Bank of America rakes in $15 BILLION as panicked customers ditch smaller lenders for ‘too big to fail’ firms in wake of SVB crisis – with ‘goliaths’ like JP Morgan also ‘winning’, analysts say
- Jittery customers are flocking to major banks in the wake of the SVB collapse
- One analyst said ‘Goliath is winning’ as some speed up their onboarding process to cope with the new demand
- It comes as SVB’s spectacular fall from grace continues to wreak havoc on Wall Street
Bank of America has reportedly raked in $15 million in new deposits as customers flee small lenders for ‘too big to fail’ firms in the wake of the Silicon Valley Bank collapse.
So-called ‘goliath’ banks such as JP Morgan and Wells Fargo are being inundated with applications, with some taking steps to speed up the onboarding process.
It comes as SVB’s spectacular fall from grace continues to wreak havoc on the US stock market which has been exacerbated by ongoing turmoil at Credit Suisse.
On Monday Wells Fargo banking analyst Mike Mayo wrote in a research note: ‘Goliath is winning.’ He then singled out JPMorgan as the biggest beneficiary in ‘these less certain times.’

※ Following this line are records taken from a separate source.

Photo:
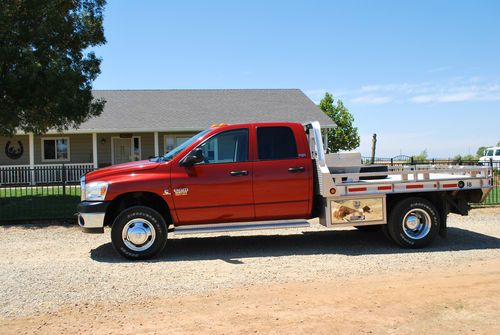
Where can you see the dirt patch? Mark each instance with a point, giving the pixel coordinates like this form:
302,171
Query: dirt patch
434,301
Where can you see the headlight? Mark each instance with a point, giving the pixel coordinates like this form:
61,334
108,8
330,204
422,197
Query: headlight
95,191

Wells Fargo analyst Mike Mayo said ‘Goliath is winning’ in a research note on Monday. The note was a reference to the swathes of customers seeking out ‘too big to fail’ banks like JP Morgan
JPMorgan is one of several ‘too big to fail’ banks benefitting from an influx of new customers
Meanwhile another senior banking executive told the Financial Times: ‘The calls have been coming in today like airplanes stacked on a snowy day at O’Hare airport.’
Insiders also told Bloomberg that around $15 billion has been deposited to the Bank of America alone.
The Bank told dailymail.com it would not comment on the figure and that deposit numbers were only disclosed during their earnings reports.
JPMorgan has reportedly shortened the wait time for opening an account and is speeding up the time it takes for new corporate customers to access funds so they can pay staff at the end of the week, the Financial Times reports.
Citizens Financial Group also said it had ‘seen higher than normal interest from prospective new customers over the past few days.’
It added it was temporarily extending branch hours as a result, according to Bloomberg.
It comes after panic rocked the markets last Friday following the collapse of SVB, making it the largest to fail since the 2008 financial crisis.
The firm was under the direction of CEO Greg Becker who previously lobbied congress to loosen regulations around businesses like his.
It left customers facing big losses as only deposits of up to $250,000 could be reclaimed under the Federal Deposit Insurance Corporation (FDIC).
Desperate customers were pictured queueing up outside SVB’s branches last Friday in a frantic bid to withdraw all their money.
And police were even called to an SVB building on Park Avenue after around a dozen financiers showed up to stage a protest against the beleaguered bank.
The defunct bank was run by CEO Greg Becker who had previously lobbied congress to loosen regulations on businesses like his
Financiers including former Lyft executive Dor Levi, showed up outside the building on Park Avenue to protest against its collapse last Friday
Many corporate clients were left unable to pay their clients and even sellers on the online marketplace Etsy were unable to access payments.
However there was reassurance over the weekend when federal regulators devised a plan to backstop $175 billion in deposits.
President Biden has repeatedly insisted that taxpayers will not pay for the bailout.
But the debacle has shed light on the risk of customers keeping all of their money with one bank.
One private banker told the Financial Times: ‘Clients are like… I’ve learnt by lesson, I’m not just diversifying my portfolio, I want to diversify my bank.’
Dailymail.com also reached out to JPMorgan and Wells Fargo for comment.